The majority of Americans do not believe that religion should be used as a reason to discriminate against LGBTQ individuals, according to a survey conducted by the Williams Institute at the UCLA School of Law.
The study, which involved 1,0003 respondents and was conducted last September, found that 84% of participants did not believe medical professionals should be able to withhold care for LGBTQ individuals, while 74% said they were opposed to employers discriminating against applicants based on sexuality and gender identity. The survey also found that 71% of respondents did not believe that businesses should be able to deny services to LGBTQ people.
Among respondents, women were more likely to be opposed to the use of religion as a reason for discrimination, but still, over two-thirds of men were also opposed to it. People of color were also more likely to be opposed to discrimination based on religion compared to white respondents. More than 80% of Black respondents were against using religion to discriminate against LGBTQ people, while 68% of white respondents rejected the use of religion to deny business services and 71% opposed using religion to perpetuate employment discrimination against LGBTQ people employment. In each racial group other than the white participants, more than 80% of people were opposed to religious-based discrimination.

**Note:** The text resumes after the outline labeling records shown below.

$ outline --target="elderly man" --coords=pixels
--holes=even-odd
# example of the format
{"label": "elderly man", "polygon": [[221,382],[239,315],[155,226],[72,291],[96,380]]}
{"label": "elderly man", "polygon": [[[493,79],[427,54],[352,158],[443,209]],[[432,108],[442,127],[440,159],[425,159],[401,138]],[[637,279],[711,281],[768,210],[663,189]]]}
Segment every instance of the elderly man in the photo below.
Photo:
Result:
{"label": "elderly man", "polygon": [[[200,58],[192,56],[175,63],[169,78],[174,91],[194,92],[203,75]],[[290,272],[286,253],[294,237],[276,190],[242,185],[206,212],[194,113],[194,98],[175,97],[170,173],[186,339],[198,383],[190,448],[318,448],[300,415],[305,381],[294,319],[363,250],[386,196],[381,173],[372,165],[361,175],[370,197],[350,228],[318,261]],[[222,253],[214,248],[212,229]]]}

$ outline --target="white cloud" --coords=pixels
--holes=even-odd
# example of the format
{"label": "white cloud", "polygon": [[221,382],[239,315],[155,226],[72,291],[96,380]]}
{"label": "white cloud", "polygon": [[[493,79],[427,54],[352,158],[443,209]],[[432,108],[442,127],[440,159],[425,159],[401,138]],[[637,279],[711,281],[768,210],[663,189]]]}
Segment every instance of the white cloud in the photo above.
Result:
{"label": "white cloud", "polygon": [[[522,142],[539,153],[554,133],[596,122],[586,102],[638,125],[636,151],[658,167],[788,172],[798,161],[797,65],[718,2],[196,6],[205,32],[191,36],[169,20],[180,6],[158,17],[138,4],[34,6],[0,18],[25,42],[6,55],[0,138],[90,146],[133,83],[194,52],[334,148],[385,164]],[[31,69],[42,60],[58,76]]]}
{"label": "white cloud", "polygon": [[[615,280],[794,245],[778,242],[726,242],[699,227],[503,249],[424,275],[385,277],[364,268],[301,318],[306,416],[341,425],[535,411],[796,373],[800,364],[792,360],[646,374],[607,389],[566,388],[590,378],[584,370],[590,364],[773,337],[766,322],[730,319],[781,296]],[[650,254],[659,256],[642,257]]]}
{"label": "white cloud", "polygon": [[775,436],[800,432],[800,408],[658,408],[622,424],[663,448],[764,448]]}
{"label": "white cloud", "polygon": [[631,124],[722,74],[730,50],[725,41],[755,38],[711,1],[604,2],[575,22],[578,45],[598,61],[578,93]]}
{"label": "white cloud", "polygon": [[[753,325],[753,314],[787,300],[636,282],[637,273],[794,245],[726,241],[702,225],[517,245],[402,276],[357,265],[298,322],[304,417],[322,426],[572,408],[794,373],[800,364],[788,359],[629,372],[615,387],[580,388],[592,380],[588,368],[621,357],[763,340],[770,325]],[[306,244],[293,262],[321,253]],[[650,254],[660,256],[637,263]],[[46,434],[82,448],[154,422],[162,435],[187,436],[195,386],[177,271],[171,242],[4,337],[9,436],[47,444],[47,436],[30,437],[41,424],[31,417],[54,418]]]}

A majority of Democrats did not believe that religious-based discrimination should be permitted, with the three “domains” being medical care (92%), business services (90%), and employment (89%). Those numbers were far lower among Republicans, with 71% of GOP voters rejecting religion in a discriminatory way against LGBTQ people in medical care and 52% opposing religious discrimination against LGBTQ people in business services and 54% in employment, respectively.
Religiously affiliated participants of the survey also opposed the use of religion in discrimination in all three domains; around two-thirds Catholics and Protestants/Christians were opposed. However, those who attended more religious events and services regularly were more likely to be unopposed to religious-based discrimination.
Most unsurprisingly, those who had a close, or relatively close, connection with someone who identified as a part of the LGBTQ community were more likely to be opposed to religious-based discrimination (medical care: 86%; business services: 75%; employment: 78%).
However, knowing someone from the community closely was not the only factor for this opposition, as a majority of those who did not know an LGBTQ individual personally also rejected this brand of discrimination, with 65% opposed to denying services or employment and 80% against denying medical care to an LGBTQ person.
The results coincide with the recent 303 Creative case in which the Supreme Court ruled in favor of a website designer who did not want to make products for LGBTQ weddings. In 2020, the Supreme Court ruled in favor of LGBTQ workers when it found that Title VII of the 1964 Civil Rights Act’s ban on employment discrimination based on sex extended to sexual orientation and gender identity discrimination claims.